Your veterinarian will likely recommend x-rays (also called radiographs) to be taken. The lungs have a very specific appearance when feline asthma is present. They may also recommend something called a “tracheal wash” to look for evidence of certain inflammatory cells from the lungs, bacteria or lungworms. A heartworm test can also be performed to rule out that as a possibility.
Treating Feline Asthma
If your cat is having difficulty breathing or has a blue/purple discoloration of their nose or gums, the first treatment is having a veterinarian give them oxygen and medications to help them breathe at a veterinary hospital.
If your cat is coughing, wheezing, demonstrating the classic feline asthma posture (described above), has exercise intolerance, or has been stabilized by your veterinarian after respiratory distress, treatment generally involves two components: the use of an anti-inflammatory medication, and use of one or more bronchodilators (bronk-oh-die-late-ors).

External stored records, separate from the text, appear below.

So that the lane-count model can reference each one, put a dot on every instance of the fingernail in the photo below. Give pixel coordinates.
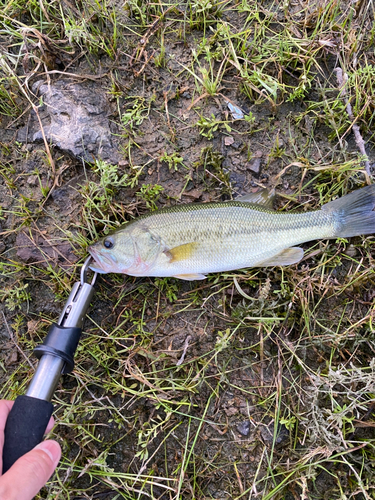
(52, 448)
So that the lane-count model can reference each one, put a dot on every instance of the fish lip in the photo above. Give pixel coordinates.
(103, 263)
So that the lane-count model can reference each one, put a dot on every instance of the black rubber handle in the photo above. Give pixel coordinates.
(25, 427)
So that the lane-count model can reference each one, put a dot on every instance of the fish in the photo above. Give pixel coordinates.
(188, 241)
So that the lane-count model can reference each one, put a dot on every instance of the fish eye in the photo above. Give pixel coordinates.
(108, 243)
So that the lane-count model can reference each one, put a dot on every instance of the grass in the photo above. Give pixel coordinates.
(169, 372)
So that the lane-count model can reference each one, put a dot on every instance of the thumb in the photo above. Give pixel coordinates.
(31, 472)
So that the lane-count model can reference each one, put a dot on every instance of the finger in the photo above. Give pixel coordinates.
(31, 472)
(5, 407)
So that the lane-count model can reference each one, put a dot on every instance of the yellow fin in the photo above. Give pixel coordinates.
(190, 277)
(284, 258)
(182, 252)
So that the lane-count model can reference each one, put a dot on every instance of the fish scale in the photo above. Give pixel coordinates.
(189, 241)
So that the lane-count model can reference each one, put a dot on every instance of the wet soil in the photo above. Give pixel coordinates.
(222, 401)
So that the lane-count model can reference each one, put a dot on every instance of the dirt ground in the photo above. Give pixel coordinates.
(274, 396)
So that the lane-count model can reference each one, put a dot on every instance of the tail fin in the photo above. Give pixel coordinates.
(355, 212)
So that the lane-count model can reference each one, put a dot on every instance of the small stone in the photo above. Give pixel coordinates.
(255, 165)
(244, 428)
(32, 180)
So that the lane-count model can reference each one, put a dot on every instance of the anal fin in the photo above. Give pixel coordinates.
(190, 277)
(284, 258)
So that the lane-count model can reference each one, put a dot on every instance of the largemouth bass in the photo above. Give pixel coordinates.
(189, 241)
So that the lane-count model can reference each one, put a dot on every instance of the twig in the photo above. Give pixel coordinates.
(186, 345)
(342, 79)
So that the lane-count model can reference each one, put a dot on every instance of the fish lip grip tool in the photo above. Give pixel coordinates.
(30, 414)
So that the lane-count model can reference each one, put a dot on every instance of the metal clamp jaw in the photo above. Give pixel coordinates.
(31, 412)
(57, 351)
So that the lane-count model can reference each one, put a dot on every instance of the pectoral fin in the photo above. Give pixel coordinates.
(190, 277)
(284, 258)
(262, 197)
(182, 252)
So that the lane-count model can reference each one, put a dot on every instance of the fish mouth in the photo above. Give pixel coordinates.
(103, 263)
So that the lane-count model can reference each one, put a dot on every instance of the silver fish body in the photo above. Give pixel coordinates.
(189, 241)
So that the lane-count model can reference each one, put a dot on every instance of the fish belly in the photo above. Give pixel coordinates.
(233, 238)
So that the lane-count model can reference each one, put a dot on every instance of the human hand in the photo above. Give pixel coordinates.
(31, 472)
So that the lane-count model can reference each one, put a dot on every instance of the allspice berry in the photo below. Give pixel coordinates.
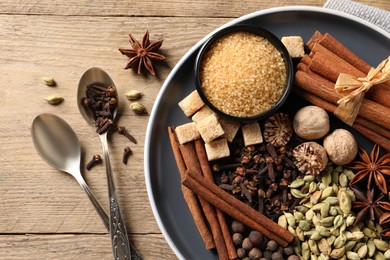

The anti-inflammatory medication is usually a steroid that decreases inflammation in the lung tubes. The bronchodilators will dilate (widen) the tubes to allow more air to flow into the lungs.
The anti-inflammatory medication comes in an inhaler, oral or transdermal form. The bronchodilator is generally available in oral, transdermal or injection form. Tell your veterinarian your availability for medicating your cat so they can decide the appropriate medication and dosing schedule that is best for you and your cat.
A cat will develop asthma in their life if it is in their genetics to do so. However, there are irritants that can incite or exacerbate (worsen) the clinical signs of asthma that can be prevented. Dusty cat litter, perfume, candle smoke, cigar smoke, cigarette smoke, marijuana smoke, essential oils, plug-in or aerosol air fresheners, car exhaust (for those of us who live near major roads) are all potential respiratory irritants that should be minimized in households with asthmatic cats.
Having a cat with asthma does not mean a death sentence, but it does mean you need tools (medications) and a plan of action if your cat goes into crisis. If you minimize the irritants in your home, keep an eye on your feline friend and continue treating them as directed by your veterinarian, you will live a happy life together.
The content is not intended to be a substitute for professional veterinarian advice, diagnosis, or treatment. Always seek the advice of your veterinarian or other qualified health provider with any questions you may have regarding a medical diagnosis, condition, or treatment options.